Stonetop really does look great. I backed it, so I’ve already used elements (like that excellent inventory sheet) in another campaign. I don’t think I’ll ever run Stonetop proper but I think it’s a bit of a masterpiece, and I can imagine using the village sheet, framing and mechanics in all sorts of other games/systems.


----------



## sensara (Dec 29, 2021)

Avatar Legends is a great series I enjoyed watching it.


----------



## Crusadius (Dec 29, 2021)

Atlatl Jones said:


> Stonetop is my #1 too. I had to think a lot to narrow down what games were my #2 and #3, but Stonetop was a definite.
> 
> I’m surprised no one nominated Exalted Essence!



Estimated delivery is March 2023 for the PDF, October 2023 for the standard hardcover. So it’s not anticipated.


----------



## Aldarc (Dec 29, 2021)

Grendel_Khan said:


> Stonetop really does look great. I backed it, so I’ve already used elements (like that excellent inventory sheet) in another campaign.
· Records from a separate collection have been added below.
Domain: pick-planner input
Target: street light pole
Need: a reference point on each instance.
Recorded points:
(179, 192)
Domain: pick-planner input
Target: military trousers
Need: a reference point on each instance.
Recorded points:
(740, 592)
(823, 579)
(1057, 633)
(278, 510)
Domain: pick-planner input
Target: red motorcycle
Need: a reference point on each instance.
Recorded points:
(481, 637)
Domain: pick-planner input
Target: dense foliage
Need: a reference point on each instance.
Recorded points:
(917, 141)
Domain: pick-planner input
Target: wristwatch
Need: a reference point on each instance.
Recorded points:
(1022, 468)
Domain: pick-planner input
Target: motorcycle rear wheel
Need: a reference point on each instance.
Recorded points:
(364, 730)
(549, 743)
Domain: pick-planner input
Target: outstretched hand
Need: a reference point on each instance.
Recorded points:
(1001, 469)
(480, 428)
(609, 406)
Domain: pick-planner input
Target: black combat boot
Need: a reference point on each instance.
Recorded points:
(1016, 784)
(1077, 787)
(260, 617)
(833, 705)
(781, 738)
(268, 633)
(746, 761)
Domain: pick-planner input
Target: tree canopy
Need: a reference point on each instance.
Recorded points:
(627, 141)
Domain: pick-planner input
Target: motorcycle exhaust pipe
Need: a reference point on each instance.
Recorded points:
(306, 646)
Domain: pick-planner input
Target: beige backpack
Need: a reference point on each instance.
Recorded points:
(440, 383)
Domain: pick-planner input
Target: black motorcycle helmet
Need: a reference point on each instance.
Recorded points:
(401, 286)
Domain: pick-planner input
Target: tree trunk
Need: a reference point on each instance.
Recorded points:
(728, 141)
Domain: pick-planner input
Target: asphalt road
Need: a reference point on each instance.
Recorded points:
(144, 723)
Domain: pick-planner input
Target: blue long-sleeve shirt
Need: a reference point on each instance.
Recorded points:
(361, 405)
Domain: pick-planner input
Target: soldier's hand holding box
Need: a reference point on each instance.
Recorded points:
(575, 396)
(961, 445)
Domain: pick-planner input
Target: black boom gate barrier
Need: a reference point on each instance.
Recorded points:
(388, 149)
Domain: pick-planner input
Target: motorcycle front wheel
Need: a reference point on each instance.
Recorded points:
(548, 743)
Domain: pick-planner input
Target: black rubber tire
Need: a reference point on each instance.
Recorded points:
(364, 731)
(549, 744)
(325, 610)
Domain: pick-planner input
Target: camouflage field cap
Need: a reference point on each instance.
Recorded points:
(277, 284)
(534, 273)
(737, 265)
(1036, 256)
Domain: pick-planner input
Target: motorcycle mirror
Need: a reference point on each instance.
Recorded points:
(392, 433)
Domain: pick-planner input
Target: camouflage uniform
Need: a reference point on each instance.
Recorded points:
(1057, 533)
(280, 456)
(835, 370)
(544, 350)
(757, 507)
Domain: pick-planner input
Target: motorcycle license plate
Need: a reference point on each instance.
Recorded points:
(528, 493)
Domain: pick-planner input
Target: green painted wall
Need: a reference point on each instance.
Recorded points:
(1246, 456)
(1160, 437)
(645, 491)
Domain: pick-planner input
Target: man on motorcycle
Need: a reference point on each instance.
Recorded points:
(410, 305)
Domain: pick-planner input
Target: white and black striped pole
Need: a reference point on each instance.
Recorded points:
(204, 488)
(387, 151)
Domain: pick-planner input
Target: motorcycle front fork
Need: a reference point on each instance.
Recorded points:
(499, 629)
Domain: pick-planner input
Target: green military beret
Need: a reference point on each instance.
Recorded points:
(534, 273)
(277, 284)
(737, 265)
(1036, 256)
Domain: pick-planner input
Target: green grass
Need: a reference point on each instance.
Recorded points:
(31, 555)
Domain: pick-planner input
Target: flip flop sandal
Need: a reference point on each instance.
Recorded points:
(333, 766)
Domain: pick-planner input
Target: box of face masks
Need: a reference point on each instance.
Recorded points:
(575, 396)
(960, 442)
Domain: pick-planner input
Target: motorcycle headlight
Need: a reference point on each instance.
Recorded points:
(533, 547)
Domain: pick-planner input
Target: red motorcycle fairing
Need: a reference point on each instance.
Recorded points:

I don’t think I’ll ever run Stonetop proper but I think it’s a bit of a masterpiece, and I can imagine using the village sheet, framing and mechanics in all sorts of other games/systems.



It's been a delight watching Stonetop's development over the past six years from a personal homebrew project to its successful crowdfunding to a soon-to-be published product. I have playtested it here and there as well as some of Strandberg's adjacent projects (i.e., _Homebrew World_). Stonetop scratches an itch that I have long suffered.

IMHO, I find that it's easier to build a TTRPG off an established IP, particularly with an established publishing company (e.g., Free League, Chaosium, etc.), than creating one from whole cloth. IME, the IP itself does a lot of heavy lifting for its hype. I have no doubt that Blade Runner, Dune, Rivers of London, Tales of Xadia, Dying Earth, or Avatar are/will be well-written TTRPGs that represent their material well. 

However, I find myself harboring greater anticipation for the projects that amount to more than a good company getting the rights to an IP. I think the TTRPGs I anticipate the most tend to be labors of love that have been hammered out over years with one or two main authors (e.g., Stonetop, Swords of the Serpentine, etc.). 



Crusadius said:


> Estimated delivery is March 2023 for the PDF, October 2023 for the standard hardcover. So it’s not anticipated.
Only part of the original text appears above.